Elle nous amène le vent. Ciaran attaque (la Belgique). La « puissante » tempête automnale fait craindre d’importants dégâts et perturbations. En France, des vents records ont été mesurés, alors que l’Angleterre et les Pays-Bas sont également impactés. En Belgique, l’IRM a émis une alerte orange pour la Côte et la Flandre occidentale, jaune pour le reste des provinces belges. Le bilan provisoire fait état de des morts, dont un enfant. Comment s’est formée la tempête Ciaran, à quel point est-elle inédite pour la Belgique et peut-on y voir une conséquence du réchauffement climatique? Le point en cinq questions avec le climatologue Hugues Goosse, professeur à l’UCLouvain et directeur de recherche FNRS.
Comment expliquer la cause de la tempête Ciaran ? Comment se forme-t-elle ?
Hugues Goosse : « Toutes les tempêtes se créent de la même manière : une dépression se creuse plus ou moins rapidement. En ce moment, ces phénomènes se renforcent en raison des différences de température très élevées entre l’équateur et les pôles. L’automne est ainsi la saison où l’on retrouve souvent le plus de tempêtes car la période rassemble des conditions favorables à la création de dépressions. »
La tempête Ciaran est qualifiée de bombe cyclonique ou de bombe météorologique, qu’est-ce que cela signifie ?
Hugues Goosse : « Ce sont des termes spectaculaires pour, en réalité, parler d’une dépression qui peut se créer rapidement et devenir particulièrement forte. Quand vous avez des phénomènes naturels, ils peuvent parfois être plus rapides et plus intenses que la moyenne. C’est le cas de Ciaran.
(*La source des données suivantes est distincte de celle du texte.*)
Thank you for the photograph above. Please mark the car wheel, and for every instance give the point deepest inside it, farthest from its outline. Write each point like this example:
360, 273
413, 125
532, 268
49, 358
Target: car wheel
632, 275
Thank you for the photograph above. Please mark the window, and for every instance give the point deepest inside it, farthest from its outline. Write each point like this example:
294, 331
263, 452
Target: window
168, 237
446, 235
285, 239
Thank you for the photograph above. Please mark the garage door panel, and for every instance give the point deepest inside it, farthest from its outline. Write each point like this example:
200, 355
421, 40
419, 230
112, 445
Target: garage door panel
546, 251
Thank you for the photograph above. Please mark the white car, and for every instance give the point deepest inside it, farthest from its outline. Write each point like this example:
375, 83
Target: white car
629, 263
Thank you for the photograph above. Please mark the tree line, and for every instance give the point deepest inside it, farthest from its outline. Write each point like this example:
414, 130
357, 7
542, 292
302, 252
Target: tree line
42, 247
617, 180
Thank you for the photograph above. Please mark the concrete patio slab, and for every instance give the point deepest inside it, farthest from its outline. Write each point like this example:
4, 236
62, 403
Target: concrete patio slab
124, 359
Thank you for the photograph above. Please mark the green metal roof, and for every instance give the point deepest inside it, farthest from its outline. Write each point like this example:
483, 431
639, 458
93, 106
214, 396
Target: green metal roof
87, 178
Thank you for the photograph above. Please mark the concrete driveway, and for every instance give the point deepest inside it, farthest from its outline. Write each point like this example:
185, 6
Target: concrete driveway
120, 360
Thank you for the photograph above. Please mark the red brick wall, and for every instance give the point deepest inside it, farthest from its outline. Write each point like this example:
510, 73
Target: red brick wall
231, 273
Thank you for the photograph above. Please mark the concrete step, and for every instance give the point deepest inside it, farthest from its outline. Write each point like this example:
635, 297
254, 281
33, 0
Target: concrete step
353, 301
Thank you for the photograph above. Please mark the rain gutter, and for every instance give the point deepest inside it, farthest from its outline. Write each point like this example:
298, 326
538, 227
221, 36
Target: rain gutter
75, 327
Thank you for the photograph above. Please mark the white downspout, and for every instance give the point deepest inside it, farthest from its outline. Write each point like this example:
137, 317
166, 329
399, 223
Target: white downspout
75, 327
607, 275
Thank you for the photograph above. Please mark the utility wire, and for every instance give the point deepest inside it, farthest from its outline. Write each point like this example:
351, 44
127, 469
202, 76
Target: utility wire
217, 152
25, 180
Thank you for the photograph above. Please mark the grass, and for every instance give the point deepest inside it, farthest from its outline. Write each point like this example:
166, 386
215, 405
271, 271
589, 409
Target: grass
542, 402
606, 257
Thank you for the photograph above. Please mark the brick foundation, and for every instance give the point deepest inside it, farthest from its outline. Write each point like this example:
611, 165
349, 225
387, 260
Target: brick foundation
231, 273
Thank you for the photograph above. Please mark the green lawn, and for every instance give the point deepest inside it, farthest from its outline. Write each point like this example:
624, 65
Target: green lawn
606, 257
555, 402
Parler de bombe météorologique est donc une manière imagée – un peu forte – pour dire que dans certaines circonstances, les dépressions peuvent se creuser plus rapidement et devenir plus importantes. »
A l’échelle de la Belgique, on n’a pas de preuve que les tempêtes deviennent plus nombreuses et plus intenses en raison du réchauffement climatique. Les tempêtes d’automne ne sont pas comparables aux canicules ou aux précipitations extrêmes, pour lesquelles on peut prévoir une amplification.
Hugues Goosse
Pourquoi en parle-t-on autant ? Sa puissance est inédite pour la Belgique ?
Hugues Goosse : « L’impact de cette tempête est loin d’être inédit pour la Belgique. D’ailleurs, nous restons en alerte jaune ou orange. En revanche, des records sont battus en France. En fait, tout dépend de l’endroit où passe la dépression et de la trajectoire de son creux maximum.
Ces zones dépressionnaires prennent vie sur l’Atlantique. Les régions côtières sont logiquement davantage touchées que les régions continentales. La tempête a tendance à s’affaiblir une fois les côtes passées. Ensuite, la trajectoire de la dépression peut être dictée par la direction des vents. »
Peut-on y voir une conséquence directe du réchauffement climatique ? Et doit-on s’attendre à une multiplication de ce genre de phénomènes à l’avenir ?
Hugues Goosse : « D’un côté, oui, on doit s’attendre à ce que cela se reproduise. Dans le sens où cela s’est toujours produit. A l’échelle de la Belgique, on n’a en tout cas pas de preuve que les tempêtes deviennent plus nombreuses et plus intenses en raison du réchauffement climatique. C’est quelque chose qui est encore très difficile à prévoir. Les tempêtes d’automne ne sont pas comparables aux canicules ou aux précipitations extrêmes, pour lesquelles on peut prévoir une amplification. »
On parle parfois de tempête, de cyclone, d’ouragan ou de typhon. Comment différencier ces termes ?
Ils ont tous une définition relativement proche. Les ouragans ou les typhons sont des dépressions tropicales. Quand elles atteignent une certaine intensité, elles prennent le terme d’ouragan dans l’Atlantique et de typhon dans le Pacifique. C’est donc juste une question d’océan.
Concernant la tempête, elle résulte d’une dépression venant des moyennes latitudes, qui sont en général moins intenses.